Boil notices increase despite investment in water infrastructure

EPA points to funding, management and operational issues behind contaminations

A shopper in Leixlip, Co Kildare, stocks up on drinking water following the boil water notice’. Photograph:  Colin Keegan/Collins

A shopper in Leixlip, Co Kildare, stocks up on drinking water following the boil water notice’. Photograph: Colin Keegan/Collins

 

When news spread across tens of thousands of homes in Dublin, Meath and Kildare on Tuesday that a boil water notice was being slapped on their property due to contamination at a plant in Leixlip, it was greeted with a fair degree of confusion.

What exactly did the homeowner need to do? How long would it be until the problem was fixed? How did it happen anyway? Is my house in the affected area?

These were the seemingly simple questions that some of 600,000 people affected sought answers to when they logged on to the Irish Water website, only to discover that the site was down.

In the Dáil, an array of politicians from Taoiseach Leo Varadkar to Sinn Féin leader Mary Lou McDonald revealed they too were in the affected area.

Speaking to The Irish Times, McDonald said the issue was proving to be a costly one.

“Obviously everyone is inconvenienced. A lot of people are having to buy water, which is a real stretch and expense that people don’t need.

“For families with small children, older people and those with illnesses this goes beyond an inconvenience and is a matter of health.

“People need to know when this will end. Above all else they need assurances that this won’t happen again and that their water is safe.”

Investment

Varadkar has previously said that a multibillion-euro investment had reduced the number of such boil notices across the country.

“On the wider picture, a significant Irish Water capital investment programme worth €10 billion is under way,” he said. “It is impossible to do everything in one year . . . but it is part of Project Ireland 2040. It is a massive investment programme. It has helped to reduce the number of boil water notices and the number of leaks around the country.“

But that is not the full picture.

Increased financial investment may have reduced overall notices, but the year-on-year trend is going in the wrong direction.

In 2018, 44 boil water notices were issued, affecting 14 counties and 100,000 people. This is in comparison to 42 such notices which were in place the previous year.

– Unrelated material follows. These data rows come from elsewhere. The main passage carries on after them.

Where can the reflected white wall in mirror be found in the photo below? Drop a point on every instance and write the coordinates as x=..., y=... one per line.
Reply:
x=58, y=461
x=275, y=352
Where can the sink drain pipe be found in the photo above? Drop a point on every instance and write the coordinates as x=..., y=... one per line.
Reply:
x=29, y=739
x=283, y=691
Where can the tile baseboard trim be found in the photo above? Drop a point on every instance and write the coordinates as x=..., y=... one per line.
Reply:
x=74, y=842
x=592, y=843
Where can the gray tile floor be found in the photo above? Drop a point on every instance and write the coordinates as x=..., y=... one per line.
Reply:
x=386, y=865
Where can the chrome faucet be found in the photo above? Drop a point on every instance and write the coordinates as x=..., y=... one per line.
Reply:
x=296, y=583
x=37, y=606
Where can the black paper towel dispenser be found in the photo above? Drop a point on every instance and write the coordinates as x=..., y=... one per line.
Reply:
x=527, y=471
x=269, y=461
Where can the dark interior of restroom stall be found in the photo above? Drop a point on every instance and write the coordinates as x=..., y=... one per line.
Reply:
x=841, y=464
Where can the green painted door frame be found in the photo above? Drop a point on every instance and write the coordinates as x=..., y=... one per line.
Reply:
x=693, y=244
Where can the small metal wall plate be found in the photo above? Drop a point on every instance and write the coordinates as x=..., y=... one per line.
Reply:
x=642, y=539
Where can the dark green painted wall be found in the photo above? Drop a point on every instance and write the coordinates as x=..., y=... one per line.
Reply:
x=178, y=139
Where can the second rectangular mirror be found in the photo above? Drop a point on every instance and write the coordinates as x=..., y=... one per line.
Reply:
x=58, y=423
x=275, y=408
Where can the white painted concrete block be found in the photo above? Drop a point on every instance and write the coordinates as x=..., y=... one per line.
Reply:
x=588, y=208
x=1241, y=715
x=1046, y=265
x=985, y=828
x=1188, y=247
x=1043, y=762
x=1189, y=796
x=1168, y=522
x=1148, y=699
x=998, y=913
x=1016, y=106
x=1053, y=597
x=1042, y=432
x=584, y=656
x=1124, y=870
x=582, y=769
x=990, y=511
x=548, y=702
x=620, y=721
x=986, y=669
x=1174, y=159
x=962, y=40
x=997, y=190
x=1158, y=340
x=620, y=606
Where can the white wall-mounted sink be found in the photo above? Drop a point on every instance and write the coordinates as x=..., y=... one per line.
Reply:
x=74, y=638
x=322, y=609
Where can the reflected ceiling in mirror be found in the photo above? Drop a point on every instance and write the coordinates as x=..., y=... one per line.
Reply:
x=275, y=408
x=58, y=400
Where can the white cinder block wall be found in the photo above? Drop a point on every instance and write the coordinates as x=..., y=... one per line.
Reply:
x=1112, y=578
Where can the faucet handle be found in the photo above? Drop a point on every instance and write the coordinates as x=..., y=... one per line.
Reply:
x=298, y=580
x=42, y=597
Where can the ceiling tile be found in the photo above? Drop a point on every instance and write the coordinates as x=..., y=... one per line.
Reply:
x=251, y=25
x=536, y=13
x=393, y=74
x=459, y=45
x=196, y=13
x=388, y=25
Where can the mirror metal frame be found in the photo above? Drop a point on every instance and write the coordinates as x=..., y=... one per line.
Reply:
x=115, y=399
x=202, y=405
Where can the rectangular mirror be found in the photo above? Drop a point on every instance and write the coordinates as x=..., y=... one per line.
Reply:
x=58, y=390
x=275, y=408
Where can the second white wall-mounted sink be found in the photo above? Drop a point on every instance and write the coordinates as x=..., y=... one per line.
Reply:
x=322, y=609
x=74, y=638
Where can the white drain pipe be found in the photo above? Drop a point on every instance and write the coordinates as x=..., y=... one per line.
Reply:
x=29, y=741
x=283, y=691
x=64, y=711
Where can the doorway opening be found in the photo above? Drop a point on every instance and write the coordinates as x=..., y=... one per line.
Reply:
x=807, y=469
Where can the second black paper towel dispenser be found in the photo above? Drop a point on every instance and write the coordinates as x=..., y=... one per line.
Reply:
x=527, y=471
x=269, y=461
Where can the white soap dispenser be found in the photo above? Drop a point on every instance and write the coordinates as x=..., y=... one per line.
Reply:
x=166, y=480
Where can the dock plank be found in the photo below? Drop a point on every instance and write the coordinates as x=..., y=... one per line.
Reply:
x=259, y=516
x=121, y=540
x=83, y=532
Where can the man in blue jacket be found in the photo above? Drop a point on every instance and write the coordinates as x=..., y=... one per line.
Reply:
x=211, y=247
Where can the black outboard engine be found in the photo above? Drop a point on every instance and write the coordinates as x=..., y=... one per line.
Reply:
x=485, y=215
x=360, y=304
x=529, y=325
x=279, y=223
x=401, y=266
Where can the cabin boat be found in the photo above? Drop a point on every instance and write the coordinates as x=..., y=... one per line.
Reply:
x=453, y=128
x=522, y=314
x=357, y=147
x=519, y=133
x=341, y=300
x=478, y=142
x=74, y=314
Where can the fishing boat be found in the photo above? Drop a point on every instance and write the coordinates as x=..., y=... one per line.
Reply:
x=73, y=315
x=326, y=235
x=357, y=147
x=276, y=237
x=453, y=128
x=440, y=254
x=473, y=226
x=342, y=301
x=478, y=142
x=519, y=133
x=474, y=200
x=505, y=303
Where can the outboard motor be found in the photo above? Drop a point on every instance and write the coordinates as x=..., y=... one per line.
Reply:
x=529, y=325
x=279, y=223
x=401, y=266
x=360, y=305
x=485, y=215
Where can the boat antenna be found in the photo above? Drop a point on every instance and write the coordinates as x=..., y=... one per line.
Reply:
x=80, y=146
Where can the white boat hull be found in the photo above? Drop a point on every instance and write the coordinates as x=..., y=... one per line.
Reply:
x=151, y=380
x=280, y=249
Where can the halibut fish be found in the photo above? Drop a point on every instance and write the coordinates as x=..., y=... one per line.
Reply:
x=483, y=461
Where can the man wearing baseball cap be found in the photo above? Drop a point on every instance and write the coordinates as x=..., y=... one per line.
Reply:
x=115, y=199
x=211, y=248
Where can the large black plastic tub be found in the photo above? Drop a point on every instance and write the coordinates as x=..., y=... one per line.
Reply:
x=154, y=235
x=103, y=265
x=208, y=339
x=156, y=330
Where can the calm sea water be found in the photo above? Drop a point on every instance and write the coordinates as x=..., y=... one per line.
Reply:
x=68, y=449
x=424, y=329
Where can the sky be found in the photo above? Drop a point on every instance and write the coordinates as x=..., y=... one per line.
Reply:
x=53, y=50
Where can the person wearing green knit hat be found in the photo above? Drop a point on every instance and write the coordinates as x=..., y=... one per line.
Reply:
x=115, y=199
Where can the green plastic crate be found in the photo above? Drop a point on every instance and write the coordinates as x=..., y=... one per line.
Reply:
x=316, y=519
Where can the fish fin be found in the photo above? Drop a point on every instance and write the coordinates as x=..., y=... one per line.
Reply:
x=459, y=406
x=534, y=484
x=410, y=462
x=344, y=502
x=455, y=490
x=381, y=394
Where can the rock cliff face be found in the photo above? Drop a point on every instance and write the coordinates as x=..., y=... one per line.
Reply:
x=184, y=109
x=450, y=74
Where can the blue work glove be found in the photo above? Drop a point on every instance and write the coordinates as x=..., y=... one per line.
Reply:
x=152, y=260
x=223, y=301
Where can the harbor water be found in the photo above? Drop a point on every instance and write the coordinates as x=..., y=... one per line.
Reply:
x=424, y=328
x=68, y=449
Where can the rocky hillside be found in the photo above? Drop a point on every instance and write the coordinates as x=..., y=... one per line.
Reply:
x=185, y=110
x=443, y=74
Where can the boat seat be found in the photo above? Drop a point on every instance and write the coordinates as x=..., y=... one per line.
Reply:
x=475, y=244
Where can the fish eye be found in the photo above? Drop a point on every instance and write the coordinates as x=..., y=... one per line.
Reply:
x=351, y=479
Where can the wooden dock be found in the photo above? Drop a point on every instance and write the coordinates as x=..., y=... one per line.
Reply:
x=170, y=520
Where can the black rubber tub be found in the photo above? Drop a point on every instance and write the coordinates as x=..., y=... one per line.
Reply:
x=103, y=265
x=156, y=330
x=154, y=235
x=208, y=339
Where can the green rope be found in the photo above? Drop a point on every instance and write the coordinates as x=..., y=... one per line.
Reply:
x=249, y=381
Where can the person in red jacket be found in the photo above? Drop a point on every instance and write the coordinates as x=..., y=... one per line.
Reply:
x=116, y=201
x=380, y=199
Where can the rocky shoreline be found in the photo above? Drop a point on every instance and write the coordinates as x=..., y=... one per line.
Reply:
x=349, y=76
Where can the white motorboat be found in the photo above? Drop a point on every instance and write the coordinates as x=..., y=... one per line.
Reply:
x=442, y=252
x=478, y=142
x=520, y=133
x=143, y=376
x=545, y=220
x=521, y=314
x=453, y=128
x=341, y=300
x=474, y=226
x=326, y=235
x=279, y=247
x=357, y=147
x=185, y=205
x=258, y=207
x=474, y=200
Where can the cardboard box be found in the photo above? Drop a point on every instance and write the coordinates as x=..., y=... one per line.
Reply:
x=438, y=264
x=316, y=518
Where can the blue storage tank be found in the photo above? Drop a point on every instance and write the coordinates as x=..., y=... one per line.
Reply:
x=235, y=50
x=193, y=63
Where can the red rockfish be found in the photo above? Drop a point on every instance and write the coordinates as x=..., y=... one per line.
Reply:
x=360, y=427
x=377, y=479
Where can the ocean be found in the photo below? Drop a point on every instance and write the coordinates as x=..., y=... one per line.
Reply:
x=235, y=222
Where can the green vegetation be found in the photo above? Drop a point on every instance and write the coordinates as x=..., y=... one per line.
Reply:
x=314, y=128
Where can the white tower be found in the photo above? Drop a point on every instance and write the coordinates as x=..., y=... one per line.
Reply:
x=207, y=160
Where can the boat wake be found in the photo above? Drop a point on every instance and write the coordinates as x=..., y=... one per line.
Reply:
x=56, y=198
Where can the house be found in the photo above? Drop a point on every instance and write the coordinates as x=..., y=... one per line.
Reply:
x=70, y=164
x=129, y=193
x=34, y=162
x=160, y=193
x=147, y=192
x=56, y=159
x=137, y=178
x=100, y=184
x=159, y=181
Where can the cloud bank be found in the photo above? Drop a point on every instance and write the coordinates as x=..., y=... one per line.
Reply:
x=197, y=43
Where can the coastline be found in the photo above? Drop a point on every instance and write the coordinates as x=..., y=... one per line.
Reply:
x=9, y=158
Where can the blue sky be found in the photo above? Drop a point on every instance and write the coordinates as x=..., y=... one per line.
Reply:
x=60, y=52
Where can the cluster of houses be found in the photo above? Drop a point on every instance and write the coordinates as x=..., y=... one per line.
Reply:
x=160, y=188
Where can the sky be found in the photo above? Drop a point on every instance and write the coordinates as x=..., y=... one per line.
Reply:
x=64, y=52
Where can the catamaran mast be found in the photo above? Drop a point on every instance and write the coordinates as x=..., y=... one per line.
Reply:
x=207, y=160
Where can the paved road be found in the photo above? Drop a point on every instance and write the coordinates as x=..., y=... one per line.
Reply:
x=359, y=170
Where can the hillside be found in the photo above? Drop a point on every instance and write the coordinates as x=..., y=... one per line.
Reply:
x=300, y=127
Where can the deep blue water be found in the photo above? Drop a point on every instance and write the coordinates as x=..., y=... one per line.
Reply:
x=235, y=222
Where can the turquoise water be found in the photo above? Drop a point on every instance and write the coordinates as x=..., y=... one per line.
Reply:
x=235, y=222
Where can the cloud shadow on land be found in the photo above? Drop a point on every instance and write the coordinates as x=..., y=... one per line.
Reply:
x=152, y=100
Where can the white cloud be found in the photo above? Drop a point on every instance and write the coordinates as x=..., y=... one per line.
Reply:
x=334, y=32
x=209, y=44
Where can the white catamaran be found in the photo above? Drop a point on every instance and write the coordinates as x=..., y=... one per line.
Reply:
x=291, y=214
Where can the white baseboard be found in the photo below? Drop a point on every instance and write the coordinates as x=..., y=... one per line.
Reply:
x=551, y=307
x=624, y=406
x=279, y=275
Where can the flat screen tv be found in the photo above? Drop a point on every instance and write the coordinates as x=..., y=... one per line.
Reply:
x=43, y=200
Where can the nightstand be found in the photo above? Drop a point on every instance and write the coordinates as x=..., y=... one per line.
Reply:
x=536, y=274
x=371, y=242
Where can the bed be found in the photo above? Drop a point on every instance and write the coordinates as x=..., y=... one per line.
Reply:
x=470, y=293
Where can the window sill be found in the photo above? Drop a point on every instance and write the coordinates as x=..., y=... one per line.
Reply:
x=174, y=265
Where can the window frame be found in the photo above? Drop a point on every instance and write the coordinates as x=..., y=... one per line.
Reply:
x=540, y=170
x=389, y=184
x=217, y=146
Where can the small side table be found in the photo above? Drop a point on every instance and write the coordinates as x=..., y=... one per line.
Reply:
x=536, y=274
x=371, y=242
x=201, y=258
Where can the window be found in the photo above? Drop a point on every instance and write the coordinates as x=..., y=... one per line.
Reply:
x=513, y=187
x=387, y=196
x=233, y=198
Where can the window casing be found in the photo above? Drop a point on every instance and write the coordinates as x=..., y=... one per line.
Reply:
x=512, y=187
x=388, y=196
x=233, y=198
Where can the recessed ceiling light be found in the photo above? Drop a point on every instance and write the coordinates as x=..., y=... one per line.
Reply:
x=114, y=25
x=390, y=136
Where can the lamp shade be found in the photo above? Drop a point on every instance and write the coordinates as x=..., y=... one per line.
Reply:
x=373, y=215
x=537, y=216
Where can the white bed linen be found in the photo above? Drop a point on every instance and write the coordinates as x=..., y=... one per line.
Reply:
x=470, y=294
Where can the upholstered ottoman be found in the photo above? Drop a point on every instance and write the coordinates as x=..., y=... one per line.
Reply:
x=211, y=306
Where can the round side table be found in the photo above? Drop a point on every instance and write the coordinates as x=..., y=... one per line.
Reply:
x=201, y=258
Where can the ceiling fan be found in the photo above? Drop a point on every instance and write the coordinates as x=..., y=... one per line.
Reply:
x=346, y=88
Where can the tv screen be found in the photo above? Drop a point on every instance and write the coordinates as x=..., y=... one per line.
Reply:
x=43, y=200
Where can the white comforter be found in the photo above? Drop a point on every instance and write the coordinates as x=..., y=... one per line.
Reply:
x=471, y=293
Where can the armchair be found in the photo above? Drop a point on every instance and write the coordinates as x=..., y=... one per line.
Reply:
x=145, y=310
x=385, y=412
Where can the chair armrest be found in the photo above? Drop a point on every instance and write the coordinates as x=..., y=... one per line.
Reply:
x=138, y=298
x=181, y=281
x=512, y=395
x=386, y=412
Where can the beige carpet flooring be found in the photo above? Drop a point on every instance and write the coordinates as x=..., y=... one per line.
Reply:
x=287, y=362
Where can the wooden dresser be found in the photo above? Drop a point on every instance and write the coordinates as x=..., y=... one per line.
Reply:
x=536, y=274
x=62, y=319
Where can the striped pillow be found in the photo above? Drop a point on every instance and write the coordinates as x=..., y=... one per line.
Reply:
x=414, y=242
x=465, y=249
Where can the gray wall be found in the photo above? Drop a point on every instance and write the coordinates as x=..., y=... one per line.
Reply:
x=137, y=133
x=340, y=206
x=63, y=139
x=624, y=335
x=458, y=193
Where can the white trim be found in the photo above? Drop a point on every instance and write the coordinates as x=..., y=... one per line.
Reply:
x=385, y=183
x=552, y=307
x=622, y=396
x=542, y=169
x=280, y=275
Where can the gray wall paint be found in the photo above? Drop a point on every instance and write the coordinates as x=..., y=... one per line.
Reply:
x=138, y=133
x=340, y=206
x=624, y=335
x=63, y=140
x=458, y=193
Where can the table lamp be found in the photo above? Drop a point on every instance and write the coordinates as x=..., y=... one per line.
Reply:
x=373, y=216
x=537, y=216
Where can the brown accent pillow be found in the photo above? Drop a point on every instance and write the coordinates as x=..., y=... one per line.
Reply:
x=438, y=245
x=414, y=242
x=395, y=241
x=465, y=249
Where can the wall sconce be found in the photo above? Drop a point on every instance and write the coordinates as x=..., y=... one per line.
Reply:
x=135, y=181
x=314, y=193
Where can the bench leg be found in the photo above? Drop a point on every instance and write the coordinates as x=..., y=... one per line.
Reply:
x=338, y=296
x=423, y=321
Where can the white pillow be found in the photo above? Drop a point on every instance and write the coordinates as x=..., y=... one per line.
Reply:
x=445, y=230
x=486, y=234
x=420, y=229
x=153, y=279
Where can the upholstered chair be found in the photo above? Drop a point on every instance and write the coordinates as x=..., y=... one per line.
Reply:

Irish Water found cryptosporidium – a waterborne parasite that can cause illness including nausea and diarrhoea – in 25 public water supplies in 2018, up from 17 supplies in 2017 and 12 in 2016, which the Environmental Protection Agency said was a cause for concern.

After years of public backlash against attempts to introduce water charges, the Government agreed a new funding arrangement for Irish Water in September 2017.

Under the new model, Irish Water is being funded in respect of domestic water services by the exchequer for both capital and current purposes. This amounted to €1.1 billion in 2018, of which €500 million is capital.

Sinn Féin’s housing spokesman Eoin Ó Broin said Irish Water is actually getting the level of investment which was originally promised as far back as 2014.

The reason behind the boil notices and cryptosporidium detections is not financial, he says. “With drinking water, I am not of the view that is a funding issue,” he says, saying he believes it is a management or operational issue.

A recent report by the EPA which details the reasons for the 25 recent cryptosporidium detections appear to show that it is a bit of both.

In eight supplies, the treatment processes or infrastructure were not good enough to treat cryptosporidium effectively. In seven supplies, there were no treatment processes in place at all at the water treatment plant to treat cryptosporidium. In three supplies, operational issues were blamed.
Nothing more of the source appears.